The series – which also generated two separate animated TV series and a movie – is up to 42 albums thus far: a testament to its evergreen vitality and brilliance of its creators, even though originator Job moved on and Frenchman Joris Chamblain took on the writing in 2016.

Abundant with gentle whimsy and heady compassion, Yakari’s life is a largely bucolic and happy existence: at one with nature and generally free from privation or strife. For the sake of dramatic delectation however, the ever-changing seasons are punctuated with the odd crisis, generally resolved without fuss, fame or fanfare by a little lad who is smart and brave – and who can, thanks to a boon of his totem guide the Great Eagle, converse with animals…

In 1996, La fureur du ciel was the 22nd European album, but as always, the content and set-up are both stunningly simple and sublimely accessible, affording new readers total enjoyment with a minimum of familiarity or foreknowledge required…

Fury from the Skies is painfully topical as Yakari’s wandering people are moving into lands occupied by buffalo after an eventful winter. The spring sun has brought further problems with oppressive heat and tempers fray when the adults start arguing. Medicine man He-Who-Knows wants to stop and set up camp, but Yakari’s father Bold Gaze chooses to follow his wise son a little further on. The action incenses self-appointed leader Bold Crow and magnifies bad feeling in all the riders…

As Yakari’s parents ride on, the boy is unhorsed by a plague of biting bugs, but his painful embarrassment is as nothing to the distress of his former companions as they set up camp. Old pals Slow Motion and Eyes-Always-Shut have their own ways of dealing with debilitating heat and ravenous flies, but for the rest – even children Rainbow and Buffalo Seed – stress and petty bickering looks like igniting a war, and He-Who-Knows fears big trouble ahead…

Those worries are confirmed when the sky is suddenly filled with fleeing ravens ahead of a monstrous whirlwind that smashing through, devasting the camp, scattering the tribe and injuring helpless humans and their animals. By the time Yakari and his parents return to the demolished campsite, their shocked friends are in a daze with Slow Motion bewailing the disappearance into the clouds of his large lazy friend. The Medicine Man is also gone, and Bold Crow harshly decrees the search party he forms should seek the wise one, not the fat, sleepy one…
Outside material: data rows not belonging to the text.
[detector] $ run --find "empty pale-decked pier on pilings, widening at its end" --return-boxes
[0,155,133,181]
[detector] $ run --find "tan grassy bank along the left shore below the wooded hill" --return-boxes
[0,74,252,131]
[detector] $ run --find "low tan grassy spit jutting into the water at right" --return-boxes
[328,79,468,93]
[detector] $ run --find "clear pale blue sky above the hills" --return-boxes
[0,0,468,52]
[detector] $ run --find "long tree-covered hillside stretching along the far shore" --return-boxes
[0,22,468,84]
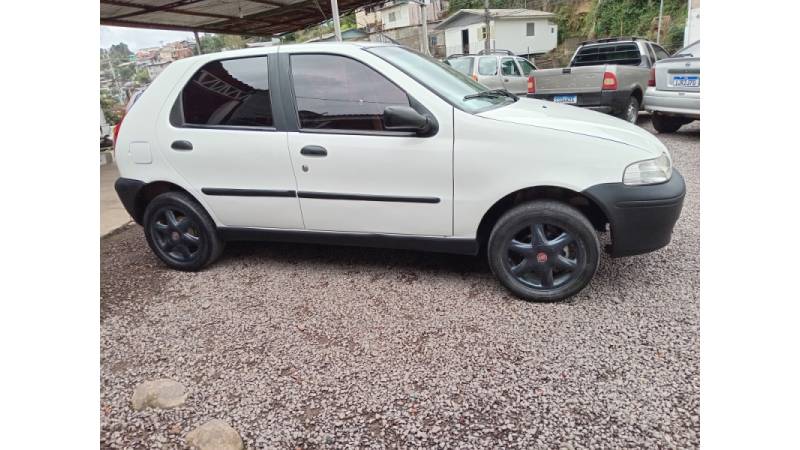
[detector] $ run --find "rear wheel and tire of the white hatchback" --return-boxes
[143,192,225,271]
Of course, Yakari has his own ideas and – riding his sarcastic steed Little Thunder – sets off to learn what happened to Eyes-Always-Shut. The answer is astonishing and quite troublesome, but at least the lad has a still-stunned camp dog and some very helpful wild turkeys to help him solve a very tricky and potentially dangerous puzzle.

With the big guy recovered, Yakari can turn his attention to finding out what happened to He-Who-Knows, before the adults all go crazy. They had depended on the wise man for years and are beginning to panic and lash out. This task is far more difficult and requires a long journey over spectacularly-realised terrain, some assistance from the Great Eagle himself and literally changing horses in mid-stream before the boy wonder can save the shaman and his world…

Yakari is one of the most unfailingly absorbing and entertaining all-ages strips ever conceived and should be in every home, right next to Tintin, Uncle Scrooge, Asterix and The Moomins. It’s never too late to start reading something wonderful, so why not get back to nature as soon as you can?